200+ Days Sober have come and gone, who could have predicted that? Certainly not me!
I haven’t blogged for a while, life has thrown shit at me from all directions and time for myself has been scarce to say the least. BUT …. I’m still sober!
I have now coped with trips to and from the hospital with my Mum whose 79 , a very close terminally ill friend, a busy as Xmas period in retail with everyone going nuts as usual, Xmas day lunch was spent at the local emergency clinic with a badly poisoned foot, New Year’s Eve with my foot coming right but not wanting me to take it anywhere, and then on January the 5th another dear friend deciding he’d had enough of this life and left everyone reeling in the aftermath of his decision, and finally his funeral to attend, which was followed of course by the usual ritual of drinking and commiserating with drinking buddies from the past.
I declined the wake, I’d had enough.
And now……..Peace, and time to reflect on 2 crazy, messed up months. But more importantly a time to engage with the present mindfully and plan some positive stuff to look forward to this year.

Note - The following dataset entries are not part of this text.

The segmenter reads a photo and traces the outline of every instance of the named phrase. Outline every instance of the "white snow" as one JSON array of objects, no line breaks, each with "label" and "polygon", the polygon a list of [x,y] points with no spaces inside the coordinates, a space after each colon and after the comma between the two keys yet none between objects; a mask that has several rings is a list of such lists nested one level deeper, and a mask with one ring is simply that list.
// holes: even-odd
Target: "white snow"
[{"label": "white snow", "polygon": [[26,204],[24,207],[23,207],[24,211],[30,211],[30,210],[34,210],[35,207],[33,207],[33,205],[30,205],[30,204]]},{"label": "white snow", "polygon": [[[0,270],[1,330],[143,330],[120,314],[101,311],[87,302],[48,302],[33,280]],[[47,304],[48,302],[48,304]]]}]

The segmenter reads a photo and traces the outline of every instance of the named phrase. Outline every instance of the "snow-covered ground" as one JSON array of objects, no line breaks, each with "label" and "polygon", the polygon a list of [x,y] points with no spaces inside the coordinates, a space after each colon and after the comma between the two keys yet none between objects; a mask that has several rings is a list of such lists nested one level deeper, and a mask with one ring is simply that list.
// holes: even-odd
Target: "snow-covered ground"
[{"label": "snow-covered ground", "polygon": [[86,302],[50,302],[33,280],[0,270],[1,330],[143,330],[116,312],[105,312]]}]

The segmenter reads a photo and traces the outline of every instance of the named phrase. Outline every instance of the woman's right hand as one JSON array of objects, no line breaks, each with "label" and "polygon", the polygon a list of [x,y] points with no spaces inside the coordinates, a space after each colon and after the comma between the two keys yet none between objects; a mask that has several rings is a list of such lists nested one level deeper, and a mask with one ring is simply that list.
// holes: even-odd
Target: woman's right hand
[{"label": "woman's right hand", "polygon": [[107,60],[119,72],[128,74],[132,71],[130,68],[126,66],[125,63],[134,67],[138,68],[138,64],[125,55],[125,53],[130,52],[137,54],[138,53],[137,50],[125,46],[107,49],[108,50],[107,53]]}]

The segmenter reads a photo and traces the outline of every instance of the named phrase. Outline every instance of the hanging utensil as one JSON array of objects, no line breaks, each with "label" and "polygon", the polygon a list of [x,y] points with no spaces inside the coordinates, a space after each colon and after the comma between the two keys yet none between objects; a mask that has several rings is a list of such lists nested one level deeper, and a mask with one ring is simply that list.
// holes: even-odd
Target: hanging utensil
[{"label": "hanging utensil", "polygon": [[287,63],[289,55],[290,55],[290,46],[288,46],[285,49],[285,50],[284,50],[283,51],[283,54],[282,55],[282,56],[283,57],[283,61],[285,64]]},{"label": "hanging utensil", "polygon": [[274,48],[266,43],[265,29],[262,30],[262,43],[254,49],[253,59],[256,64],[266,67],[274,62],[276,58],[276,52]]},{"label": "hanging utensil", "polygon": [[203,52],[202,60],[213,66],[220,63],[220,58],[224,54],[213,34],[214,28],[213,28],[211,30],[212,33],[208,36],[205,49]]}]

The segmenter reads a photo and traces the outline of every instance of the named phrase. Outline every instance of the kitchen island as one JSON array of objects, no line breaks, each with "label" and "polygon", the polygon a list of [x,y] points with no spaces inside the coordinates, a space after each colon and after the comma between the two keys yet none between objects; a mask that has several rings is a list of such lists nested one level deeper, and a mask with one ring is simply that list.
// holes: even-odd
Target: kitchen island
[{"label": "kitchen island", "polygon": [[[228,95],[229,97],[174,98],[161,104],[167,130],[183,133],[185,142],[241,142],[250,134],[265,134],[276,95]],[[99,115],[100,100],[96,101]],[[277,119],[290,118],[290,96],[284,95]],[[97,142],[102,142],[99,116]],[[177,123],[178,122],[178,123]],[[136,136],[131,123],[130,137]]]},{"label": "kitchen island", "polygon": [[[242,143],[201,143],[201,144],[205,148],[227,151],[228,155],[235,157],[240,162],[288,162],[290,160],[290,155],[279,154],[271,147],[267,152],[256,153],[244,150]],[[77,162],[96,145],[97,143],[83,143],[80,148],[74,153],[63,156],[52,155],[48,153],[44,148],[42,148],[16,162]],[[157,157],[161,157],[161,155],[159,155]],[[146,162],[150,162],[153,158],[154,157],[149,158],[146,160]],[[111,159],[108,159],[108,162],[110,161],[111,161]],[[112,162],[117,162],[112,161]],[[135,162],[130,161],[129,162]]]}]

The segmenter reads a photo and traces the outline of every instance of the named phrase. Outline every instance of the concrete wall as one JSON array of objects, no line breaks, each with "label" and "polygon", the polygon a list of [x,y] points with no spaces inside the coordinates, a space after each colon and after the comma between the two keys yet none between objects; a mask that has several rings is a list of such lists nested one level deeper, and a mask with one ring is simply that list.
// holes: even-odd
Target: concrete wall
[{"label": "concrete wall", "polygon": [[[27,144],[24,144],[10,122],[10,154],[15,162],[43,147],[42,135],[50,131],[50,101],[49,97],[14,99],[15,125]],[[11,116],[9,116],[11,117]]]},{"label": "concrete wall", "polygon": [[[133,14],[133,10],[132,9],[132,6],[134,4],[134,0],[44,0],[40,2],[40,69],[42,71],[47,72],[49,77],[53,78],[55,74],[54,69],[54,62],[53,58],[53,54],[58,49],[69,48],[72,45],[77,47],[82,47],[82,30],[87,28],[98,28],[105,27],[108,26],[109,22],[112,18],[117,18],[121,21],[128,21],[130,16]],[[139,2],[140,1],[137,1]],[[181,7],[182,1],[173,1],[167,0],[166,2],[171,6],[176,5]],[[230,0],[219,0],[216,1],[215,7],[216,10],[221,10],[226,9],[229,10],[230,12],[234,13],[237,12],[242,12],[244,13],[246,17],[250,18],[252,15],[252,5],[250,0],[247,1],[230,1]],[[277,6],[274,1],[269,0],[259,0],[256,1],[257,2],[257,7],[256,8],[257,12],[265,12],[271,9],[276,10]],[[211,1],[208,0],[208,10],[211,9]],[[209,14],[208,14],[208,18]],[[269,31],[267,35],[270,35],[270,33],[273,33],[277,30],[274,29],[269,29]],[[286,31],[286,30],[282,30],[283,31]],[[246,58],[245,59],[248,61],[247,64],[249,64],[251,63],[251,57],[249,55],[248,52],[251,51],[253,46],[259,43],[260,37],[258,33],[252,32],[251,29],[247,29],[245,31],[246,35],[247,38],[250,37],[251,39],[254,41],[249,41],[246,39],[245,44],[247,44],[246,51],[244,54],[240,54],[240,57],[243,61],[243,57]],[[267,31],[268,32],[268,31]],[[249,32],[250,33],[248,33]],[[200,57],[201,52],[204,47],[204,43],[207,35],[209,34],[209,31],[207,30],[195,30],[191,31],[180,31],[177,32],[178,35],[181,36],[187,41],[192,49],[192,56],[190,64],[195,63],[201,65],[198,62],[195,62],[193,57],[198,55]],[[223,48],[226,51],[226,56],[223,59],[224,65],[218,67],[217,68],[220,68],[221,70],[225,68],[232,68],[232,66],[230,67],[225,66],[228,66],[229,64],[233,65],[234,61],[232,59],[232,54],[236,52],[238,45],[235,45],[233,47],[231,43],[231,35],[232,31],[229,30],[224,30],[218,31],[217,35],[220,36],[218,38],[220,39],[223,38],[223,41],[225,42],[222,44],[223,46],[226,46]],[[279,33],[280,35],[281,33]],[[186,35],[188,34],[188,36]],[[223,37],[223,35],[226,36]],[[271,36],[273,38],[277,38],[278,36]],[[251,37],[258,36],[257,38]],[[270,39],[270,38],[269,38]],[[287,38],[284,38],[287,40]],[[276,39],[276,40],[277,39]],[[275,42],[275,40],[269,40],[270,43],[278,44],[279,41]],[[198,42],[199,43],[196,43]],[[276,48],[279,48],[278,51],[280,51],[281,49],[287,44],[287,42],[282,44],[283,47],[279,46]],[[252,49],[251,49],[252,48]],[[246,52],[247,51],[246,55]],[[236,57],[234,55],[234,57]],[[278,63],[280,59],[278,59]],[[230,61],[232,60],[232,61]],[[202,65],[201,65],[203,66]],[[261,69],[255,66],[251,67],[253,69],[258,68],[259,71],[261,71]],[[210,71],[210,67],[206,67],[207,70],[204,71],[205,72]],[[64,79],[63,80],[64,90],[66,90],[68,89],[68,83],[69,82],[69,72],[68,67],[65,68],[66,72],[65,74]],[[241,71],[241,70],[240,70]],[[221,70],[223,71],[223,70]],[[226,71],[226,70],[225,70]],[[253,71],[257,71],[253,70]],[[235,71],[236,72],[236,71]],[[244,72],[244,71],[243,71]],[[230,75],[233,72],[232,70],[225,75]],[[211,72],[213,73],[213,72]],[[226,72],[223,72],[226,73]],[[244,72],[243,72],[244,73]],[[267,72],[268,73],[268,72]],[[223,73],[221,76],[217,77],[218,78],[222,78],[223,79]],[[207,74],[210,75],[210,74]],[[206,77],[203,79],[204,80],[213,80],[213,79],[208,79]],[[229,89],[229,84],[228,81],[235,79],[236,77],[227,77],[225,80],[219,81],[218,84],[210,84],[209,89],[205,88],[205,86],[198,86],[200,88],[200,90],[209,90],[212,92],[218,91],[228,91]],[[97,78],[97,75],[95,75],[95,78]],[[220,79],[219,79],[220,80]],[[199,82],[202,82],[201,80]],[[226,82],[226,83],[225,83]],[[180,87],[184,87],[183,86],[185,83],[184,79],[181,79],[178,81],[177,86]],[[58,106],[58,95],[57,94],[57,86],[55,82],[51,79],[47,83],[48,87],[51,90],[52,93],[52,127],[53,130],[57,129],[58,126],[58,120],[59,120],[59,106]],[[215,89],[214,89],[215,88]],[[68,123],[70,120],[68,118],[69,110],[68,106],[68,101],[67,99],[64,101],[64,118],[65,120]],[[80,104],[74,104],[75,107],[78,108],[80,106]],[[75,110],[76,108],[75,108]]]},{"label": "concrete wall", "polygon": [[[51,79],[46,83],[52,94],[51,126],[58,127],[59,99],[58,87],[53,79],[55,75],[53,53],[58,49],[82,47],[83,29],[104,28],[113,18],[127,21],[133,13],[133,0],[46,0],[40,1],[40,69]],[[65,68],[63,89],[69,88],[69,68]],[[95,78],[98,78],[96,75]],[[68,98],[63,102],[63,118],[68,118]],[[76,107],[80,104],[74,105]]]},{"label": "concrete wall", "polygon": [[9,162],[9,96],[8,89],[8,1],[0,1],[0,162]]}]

Did I feel like a drink with all that crap happening? You betcha! Certainly opportunity was there. More than enough reasons to imbibe once again! It would have been so easy to get hammered and to not have to think about anything for a while. Albeit short.
I really don’t know what got me through. Although, when tempted and thinking about drinking, my mind always takes me back to my last ‘drunk’ and the processes that follow the day after. Somehow that last scenario is etched upon my mind and I guess my inbuilt hard drive hits the replay button and because I’m sober I can reason with myself enough to realize that I can’t go back there. Ever.
Don’t get me wrong, my last session with the booze was nothing out of the ordinary for me, no cops or ambulances or violence or any other nasty shit. I just knew that I’d had enough of the deadly roundabout that I was stuck on and crawled off feeling battered and bruised.
Life is hard at times for all of us, but I do believe that it is much easier being sober.
July the 1st will be my 1 Year Sober Anniversary! I’m so going there!